High heels do more than sacrifice comfort for style, high heels have been linked to overworked leg muscles, injured leg muscles, osteoarthritis of the knee, lower back pain, ankle injuries and weakness in the legs. According to the Sports Injury Clinic, high heels shorten the Achilles tendon and calf muscles and put strain on the legs. Practicing leg stretching and strengthening exercises may help alleviate pain and prevent damage associated with wearing high heels.
Stretch the muscles of the lower leg and feet. According to the Sports Injury Clinic, stretching the calves and lower legs can help alleviate achilles tendon and lower leg pain and problems. Stretching also helps to lengthen the muscles and prevent or undo the damage that heels can do. To stretch the two muscles of the calves, lean up against the wall with one foot behind the other and keep your back leg straight to stretch the gastrocnemius muscle of the calf. Bending your back leg during the stretch will stretch the soleus muscle of the calf.
Perform strength-training exercises for the lower legs and feet. Exercises like calf raises, toe raises and foot exercises can strengthen the muscles and tendons of the foot, calves and shins to prevent injury and help existing pain heal. To perform calf raises to work the calves, simply stand on a stair or an elevated surface with toes on the stair and your heels hanging off the back. Then raise up on your toes as high as you can, hold at the top for a second and then return to the starting position. To perform toe raises, stand on a stair with your heels on the stair and your toes hanging off. Hold a wall or surface to keep your balance and simply lift your toes up as high as you can, then return to the starting position. This exercise works the anterior tibialis muscle on the front of the legs.

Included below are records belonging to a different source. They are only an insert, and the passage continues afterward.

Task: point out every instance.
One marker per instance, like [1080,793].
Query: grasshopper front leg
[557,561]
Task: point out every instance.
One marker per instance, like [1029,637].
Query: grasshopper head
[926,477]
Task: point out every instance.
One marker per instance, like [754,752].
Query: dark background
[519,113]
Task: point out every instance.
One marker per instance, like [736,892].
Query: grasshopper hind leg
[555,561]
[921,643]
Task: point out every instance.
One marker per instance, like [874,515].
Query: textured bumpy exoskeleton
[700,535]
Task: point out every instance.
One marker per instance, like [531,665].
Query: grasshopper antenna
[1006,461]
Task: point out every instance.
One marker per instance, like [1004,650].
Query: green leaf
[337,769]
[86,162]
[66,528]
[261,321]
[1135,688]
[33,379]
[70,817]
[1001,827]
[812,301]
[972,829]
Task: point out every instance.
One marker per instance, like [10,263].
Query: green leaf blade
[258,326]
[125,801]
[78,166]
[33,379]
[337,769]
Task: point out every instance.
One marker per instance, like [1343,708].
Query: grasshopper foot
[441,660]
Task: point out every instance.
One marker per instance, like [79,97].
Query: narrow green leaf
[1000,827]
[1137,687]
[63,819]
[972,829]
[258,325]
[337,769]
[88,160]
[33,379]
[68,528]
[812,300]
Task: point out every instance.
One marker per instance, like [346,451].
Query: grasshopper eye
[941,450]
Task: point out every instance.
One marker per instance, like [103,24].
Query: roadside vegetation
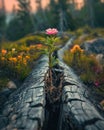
[86,65]
[18,58]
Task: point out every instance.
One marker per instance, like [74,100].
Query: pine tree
[2,19]
[22,24]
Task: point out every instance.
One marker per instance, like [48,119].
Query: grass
[86,66]
[17,58]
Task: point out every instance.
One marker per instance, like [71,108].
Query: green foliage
[2,24]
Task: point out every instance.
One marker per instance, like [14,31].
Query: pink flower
[51,31]
[96,83]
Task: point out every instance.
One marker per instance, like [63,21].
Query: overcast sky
[9,4]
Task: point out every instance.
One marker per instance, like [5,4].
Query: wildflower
[13,59]
[96,83]
[13,49]
[76,48]
[24,62]
[3,51]
[19,57]
[27,57]
[39,46]
[51,31]
[32,46]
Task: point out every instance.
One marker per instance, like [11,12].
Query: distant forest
[61,14]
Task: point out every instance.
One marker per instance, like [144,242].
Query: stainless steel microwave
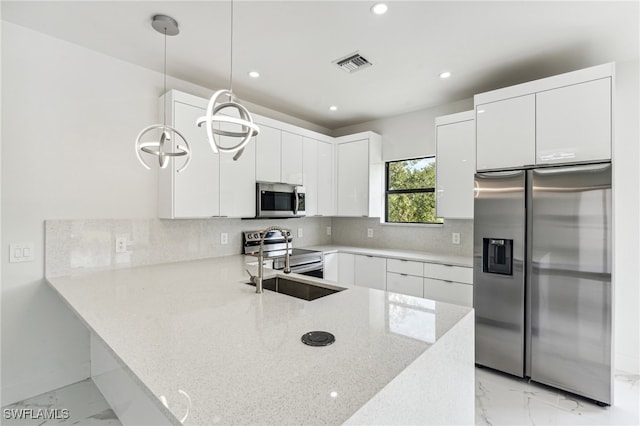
[279,200]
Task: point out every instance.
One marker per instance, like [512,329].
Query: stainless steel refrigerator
[542,276]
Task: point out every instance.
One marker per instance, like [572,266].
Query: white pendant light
[163,148]
[246,127]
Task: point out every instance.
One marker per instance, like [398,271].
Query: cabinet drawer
[404,267]
[448,291]
[459,274]
[404,284]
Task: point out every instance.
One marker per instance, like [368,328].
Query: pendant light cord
[231,55]
[164,119]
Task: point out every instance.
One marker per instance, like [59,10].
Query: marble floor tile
[505,400]
[77,404]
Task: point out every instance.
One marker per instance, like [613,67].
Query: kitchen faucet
[287,268]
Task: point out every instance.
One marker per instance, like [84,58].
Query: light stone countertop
[196,327]
[418,256]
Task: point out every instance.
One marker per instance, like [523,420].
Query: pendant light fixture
[214,119]
[163,148]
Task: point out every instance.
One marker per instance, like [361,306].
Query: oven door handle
[306,268]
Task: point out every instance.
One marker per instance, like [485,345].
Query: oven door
[309,269]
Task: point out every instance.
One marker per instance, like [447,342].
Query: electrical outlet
[455,238]
[20,252]
[121,243]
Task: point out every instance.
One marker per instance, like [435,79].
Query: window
[410,191]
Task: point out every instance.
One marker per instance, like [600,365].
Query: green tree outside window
[410,191]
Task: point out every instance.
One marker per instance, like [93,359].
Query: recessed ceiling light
[379,8]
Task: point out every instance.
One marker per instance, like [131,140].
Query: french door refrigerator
[542,276]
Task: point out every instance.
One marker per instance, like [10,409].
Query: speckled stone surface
[418,256]
[196,327]
[75,247]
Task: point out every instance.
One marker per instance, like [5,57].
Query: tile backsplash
[77,246]
[434,238]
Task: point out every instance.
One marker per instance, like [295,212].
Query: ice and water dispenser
[497,256]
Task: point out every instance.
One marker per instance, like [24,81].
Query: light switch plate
[455,238]
[21,252]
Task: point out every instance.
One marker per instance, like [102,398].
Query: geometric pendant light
[171,143]
[245,127]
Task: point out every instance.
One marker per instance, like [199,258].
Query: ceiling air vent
[353,62]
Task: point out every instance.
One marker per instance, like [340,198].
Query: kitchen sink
[299,289]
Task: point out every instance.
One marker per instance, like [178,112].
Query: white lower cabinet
[448,291]
[370,271]
[346,268]
[404,284]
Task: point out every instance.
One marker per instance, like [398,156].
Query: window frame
[388,192]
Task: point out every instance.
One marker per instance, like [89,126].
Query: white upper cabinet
[268,154]
[194,192]
[562,119]
[291,158]
[359,174]
[317,166]
[455,165]
[326,182]
[506,133]
[310,175]
[278,156]
[573,123]
[237,179]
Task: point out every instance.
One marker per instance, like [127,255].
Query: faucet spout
[287,265]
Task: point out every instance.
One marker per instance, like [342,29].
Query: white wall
[409,135]
[70,116]
[627,217]
[413,135]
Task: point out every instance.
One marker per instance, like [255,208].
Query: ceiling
[485,45]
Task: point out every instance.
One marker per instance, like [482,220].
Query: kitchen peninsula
[202,348]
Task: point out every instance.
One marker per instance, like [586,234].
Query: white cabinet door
[325,185]
[237,179]
[371,271]
[353,178]
[448,291]
[291,158]
[310,175]
[573,123]
[404,284]
[183,195]
[505,133]
[455,168]
[459,274]
[331,266]
[346,268]
[268,159]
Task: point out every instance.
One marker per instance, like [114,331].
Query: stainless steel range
[305,262]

Strength-train and stretch your upper legs and back. High heels are linked to pain in your back and knees. Deadlifts are a compound exercise that work the hamstrings and lower back muscles. To perform deadlifts, place a barbell or dumbbells just in front of your feet and stand with your feet shoulder-width apart. Keeping your legs straight, bend at the waist, reaching down to grab the weights. Straighten your torso fully, then return to the starting position to complete one repetition.